Wednesday, September 28, 2011

Not All Republicans are Bad

Not all Republicans are bad. Remember the liberal wing of the party, led in New York State by a man named Jacob Javits? Some of their primitive attempts at thoughtful behavior should be encouraged, even when they are wrongheaded and insensitive. Such is the case with the “Diversity Bake Sale” thrown by Cal Berkeley’s youthful Republicans. Yesterday’s Times reported the event thusly: “Last Week, the Berkeley College Republicans announced its ‘Increase Diversity Bake Sale,’ scheduled for Tuesday.
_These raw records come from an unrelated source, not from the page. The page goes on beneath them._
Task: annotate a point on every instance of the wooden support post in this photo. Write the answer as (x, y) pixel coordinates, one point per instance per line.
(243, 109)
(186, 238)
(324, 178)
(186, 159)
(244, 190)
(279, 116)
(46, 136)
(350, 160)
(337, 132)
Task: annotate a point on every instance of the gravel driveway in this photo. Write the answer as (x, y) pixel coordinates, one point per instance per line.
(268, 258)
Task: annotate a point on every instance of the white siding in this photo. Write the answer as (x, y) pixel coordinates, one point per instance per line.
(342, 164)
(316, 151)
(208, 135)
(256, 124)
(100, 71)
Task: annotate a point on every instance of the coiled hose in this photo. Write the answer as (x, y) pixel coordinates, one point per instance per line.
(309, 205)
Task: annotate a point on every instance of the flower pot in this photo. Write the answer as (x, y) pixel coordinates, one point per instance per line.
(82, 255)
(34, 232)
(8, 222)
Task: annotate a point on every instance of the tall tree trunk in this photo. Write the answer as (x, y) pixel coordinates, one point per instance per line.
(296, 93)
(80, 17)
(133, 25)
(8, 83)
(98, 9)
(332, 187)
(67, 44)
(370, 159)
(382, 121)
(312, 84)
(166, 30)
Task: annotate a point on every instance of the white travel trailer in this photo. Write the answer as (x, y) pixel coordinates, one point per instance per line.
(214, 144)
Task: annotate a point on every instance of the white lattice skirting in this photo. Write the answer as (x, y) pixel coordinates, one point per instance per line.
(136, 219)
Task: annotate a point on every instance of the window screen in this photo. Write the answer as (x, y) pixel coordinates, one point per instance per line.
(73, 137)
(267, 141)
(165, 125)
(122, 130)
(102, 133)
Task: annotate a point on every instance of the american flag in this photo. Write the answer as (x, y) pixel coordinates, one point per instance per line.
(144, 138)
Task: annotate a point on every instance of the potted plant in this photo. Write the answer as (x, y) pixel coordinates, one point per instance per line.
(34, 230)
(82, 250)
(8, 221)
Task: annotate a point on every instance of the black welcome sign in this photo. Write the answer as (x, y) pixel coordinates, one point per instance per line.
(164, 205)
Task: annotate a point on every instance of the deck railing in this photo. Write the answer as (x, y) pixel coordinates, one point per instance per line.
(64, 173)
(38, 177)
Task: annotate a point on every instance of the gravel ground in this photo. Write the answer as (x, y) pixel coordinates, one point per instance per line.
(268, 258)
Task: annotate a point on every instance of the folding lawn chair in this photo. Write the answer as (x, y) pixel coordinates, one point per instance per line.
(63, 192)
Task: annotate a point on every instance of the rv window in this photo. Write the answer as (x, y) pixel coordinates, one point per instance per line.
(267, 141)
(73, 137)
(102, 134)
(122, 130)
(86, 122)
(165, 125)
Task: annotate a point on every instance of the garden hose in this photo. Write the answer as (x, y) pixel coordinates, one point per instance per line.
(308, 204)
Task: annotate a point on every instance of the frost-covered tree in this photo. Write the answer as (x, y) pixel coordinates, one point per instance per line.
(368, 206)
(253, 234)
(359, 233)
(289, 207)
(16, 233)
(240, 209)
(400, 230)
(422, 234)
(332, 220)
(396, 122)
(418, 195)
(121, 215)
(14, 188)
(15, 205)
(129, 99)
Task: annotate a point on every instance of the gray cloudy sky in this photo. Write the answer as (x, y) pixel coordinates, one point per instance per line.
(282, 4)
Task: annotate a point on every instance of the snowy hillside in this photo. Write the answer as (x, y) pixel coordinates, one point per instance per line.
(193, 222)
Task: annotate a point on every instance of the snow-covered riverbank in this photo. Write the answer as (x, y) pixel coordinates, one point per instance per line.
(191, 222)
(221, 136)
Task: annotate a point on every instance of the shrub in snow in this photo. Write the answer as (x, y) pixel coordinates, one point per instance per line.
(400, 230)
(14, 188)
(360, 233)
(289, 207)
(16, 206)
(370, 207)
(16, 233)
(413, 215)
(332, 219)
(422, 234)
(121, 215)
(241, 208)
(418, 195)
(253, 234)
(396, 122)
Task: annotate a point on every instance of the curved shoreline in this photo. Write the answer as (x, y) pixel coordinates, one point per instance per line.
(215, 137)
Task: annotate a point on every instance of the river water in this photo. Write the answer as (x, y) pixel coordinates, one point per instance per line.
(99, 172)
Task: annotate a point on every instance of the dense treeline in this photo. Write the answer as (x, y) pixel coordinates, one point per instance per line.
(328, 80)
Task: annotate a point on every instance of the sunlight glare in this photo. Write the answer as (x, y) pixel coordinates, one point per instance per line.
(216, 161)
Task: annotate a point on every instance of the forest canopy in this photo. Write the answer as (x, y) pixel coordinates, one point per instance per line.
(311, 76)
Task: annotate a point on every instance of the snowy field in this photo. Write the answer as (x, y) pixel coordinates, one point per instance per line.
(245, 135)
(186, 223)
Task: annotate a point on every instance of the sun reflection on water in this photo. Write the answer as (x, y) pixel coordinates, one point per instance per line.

On Facebook, the group listed the price for a pastry at $2 for white students, $1.50 for Asian students, $1 for Latinos, 75 cents for African-Americans and 25 cents for Native Americans. Women of all races were promised a 25-cent discount” (“A ‘Diversity Bake Sale’ Backfires on Campus,” NYT, 9/27/11). The Times quoted Shawn Lewis, a political science major and president of the Republican organization as saying, “We expected people to be upset. Treating people differently based on the color of their skin is wrong, and we wanted people to be upset about that.” Nice try Shawn. Satire is a tough game and if you don’t offend somebody then you aren’t doing your job. You might want to switch your major from political science to English so you get to read the great satirists like Swift. The fully annotated hardback editions of Gulliver’s Travels are something that every young Republican will be able to afford, as long we continue to provide tax breaks for the wealthiest sector of the population. But Swift also wrote A ModestProposal, in which he proposed solving Ireland’s hunger problem by eating the babies. Now don’t jump your guns and get the idea that Swift’s screed should be employed to deal with the growing homelessness, malnutrition and starvation in America. Still, it’s a piece you should take a look at, since it employs two techniques that were missing from your nice little attempt at humor—those being hyperbole and irony. If you have a point to make about inequity, it’s only going to be strengthened by the humanizing force of art.